Invasive plants cause a global loss of biodiversity, pose a major threat to the environment and economy, and also significantly affect agricultural production and food security. Plant growth regulators (PGRs) are widely used in agricultural production and might also affect invasive weeds distributed around crops in various ways. At present, there are few studies concerning whether there are significant effects of PGRs on invasive weeds. In this study, two widely used PGRs in paddy fields, gibberellic acid (GA) and paclobutrazol (PAC), were applied on Oryza sativa and a noxious weed Alternanthera philoxeroides, which is frequently distributed in paddy fields. The purpose of this study was to investigate if there are different responses of rice and weeds to these two plant regulators and the significant effects of PGRs on invasive weeds. The results showed that GA significantly promotes the total biomass of A. philoxeroides by 52.00%, but does not significantly affect that of O. sativa. GA significantly increases the growth of aboveground and belowground A. philoxeroides, but not that of O. sativa. On the other hand, PAC extremely inhibited the aboveground and belowground biomass of A. philoxeroides by more than 90%, but did not significantly inhibit the belowground biomass of O. sativa. PAC also enhanced the leaf nitrogen content and chlorophyll content of A. philoxeroides, but not the traits of O. sativa. Therefore, the effects of PGRs are significantly different between rice and the invasive weed. The potential promotion effects of PGRs on weeds that are frequently distributed in farmland warrant sufficient attention. This is probably one of the important reasons why invasive weeds can successfully invade the agricultural ecosystem with large human disturbance. This study might sound an alarm for weed control in paddy fields.

Keywords:

alligator weed; RICE; gibberellic acid; paclobutrazol; invasive weeds; agricultural ecosystem

1. Introduction

The invasion of alien species leads to the loss of biodiversity, disrupts the stability of ecosystems, and poses a major threat to the environment and economy [1,2,3]. Invasive plant species lead to huge losses in global agriculture and adversely affect food security [4]. Invasive weeds are regarded as a major threat to global agriculture [5], and have many negative effects on crops, including competition with native plants for resources, rapid growth, and they could be host plants for pests and pathogens [6].
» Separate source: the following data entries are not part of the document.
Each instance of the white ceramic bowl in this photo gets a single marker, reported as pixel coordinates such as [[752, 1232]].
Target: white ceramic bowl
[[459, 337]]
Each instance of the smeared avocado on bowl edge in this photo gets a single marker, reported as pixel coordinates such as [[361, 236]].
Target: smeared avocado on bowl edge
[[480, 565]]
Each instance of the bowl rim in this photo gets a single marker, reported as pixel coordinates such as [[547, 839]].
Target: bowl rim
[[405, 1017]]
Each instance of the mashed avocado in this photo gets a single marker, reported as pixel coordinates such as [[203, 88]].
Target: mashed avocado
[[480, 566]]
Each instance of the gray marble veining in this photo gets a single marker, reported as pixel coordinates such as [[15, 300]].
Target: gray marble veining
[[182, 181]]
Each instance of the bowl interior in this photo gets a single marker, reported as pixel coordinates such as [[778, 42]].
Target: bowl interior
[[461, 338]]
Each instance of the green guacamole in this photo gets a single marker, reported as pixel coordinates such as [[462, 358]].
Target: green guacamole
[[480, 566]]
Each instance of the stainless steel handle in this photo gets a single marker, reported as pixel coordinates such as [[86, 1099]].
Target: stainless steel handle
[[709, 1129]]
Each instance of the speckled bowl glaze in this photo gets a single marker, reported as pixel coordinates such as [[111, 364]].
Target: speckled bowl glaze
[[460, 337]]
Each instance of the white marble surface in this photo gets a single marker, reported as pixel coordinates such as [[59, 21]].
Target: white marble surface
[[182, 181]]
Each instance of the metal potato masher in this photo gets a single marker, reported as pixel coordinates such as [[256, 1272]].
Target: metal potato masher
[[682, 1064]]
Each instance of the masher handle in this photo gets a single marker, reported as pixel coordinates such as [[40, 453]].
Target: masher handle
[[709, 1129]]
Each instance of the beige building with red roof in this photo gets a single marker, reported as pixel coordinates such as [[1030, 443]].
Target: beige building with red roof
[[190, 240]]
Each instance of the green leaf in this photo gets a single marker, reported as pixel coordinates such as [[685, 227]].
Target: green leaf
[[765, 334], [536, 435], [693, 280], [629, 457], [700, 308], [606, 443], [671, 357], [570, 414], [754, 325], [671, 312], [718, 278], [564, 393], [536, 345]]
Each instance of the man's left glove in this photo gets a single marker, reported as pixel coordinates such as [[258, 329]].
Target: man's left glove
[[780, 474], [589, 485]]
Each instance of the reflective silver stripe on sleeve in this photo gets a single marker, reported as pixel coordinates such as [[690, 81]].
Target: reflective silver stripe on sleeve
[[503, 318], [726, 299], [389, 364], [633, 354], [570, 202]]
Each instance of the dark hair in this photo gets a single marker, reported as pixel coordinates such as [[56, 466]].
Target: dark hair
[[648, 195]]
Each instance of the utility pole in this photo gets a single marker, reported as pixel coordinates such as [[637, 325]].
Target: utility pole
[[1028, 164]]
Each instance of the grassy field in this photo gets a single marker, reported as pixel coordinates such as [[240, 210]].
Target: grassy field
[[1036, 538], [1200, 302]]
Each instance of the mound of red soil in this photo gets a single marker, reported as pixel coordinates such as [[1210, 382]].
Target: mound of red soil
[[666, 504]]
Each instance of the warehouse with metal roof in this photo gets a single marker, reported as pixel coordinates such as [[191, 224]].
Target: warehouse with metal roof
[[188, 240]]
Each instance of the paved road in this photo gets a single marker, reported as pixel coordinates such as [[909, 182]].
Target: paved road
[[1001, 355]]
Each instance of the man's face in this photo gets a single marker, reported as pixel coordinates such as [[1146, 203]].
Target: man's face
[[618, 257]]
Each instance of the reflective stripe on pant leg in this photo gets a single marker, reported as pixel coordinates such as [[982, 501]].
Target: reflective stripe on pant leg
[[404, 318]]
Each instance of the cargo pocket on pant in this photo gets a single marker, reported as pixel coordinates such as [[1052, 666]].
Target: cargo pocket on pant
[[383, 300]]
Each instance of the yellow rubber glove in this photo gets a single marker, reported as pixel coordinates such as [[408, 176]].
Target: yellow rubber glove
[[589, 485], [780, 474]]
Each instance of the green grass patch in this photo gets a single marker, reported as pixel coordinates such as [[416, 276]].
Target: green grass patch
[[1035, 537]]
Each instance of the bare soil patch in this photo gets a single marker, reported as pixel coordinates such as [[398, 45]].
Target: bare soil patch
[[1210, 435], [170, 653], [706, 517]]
Alternanthera philoxeroides (alligator weed), native to South America, is a clonal weed in the family of Amaranthaceae and was introduced into China in the 1930s [7]. This species has become an invasive plant of global proportions, spreading to more than 30 countries [8]. A. philoxeroides has now invaded a variety of different ecosystems, including wetland ecosystems, lake ecosystems, and farmland ecosystems [9,10].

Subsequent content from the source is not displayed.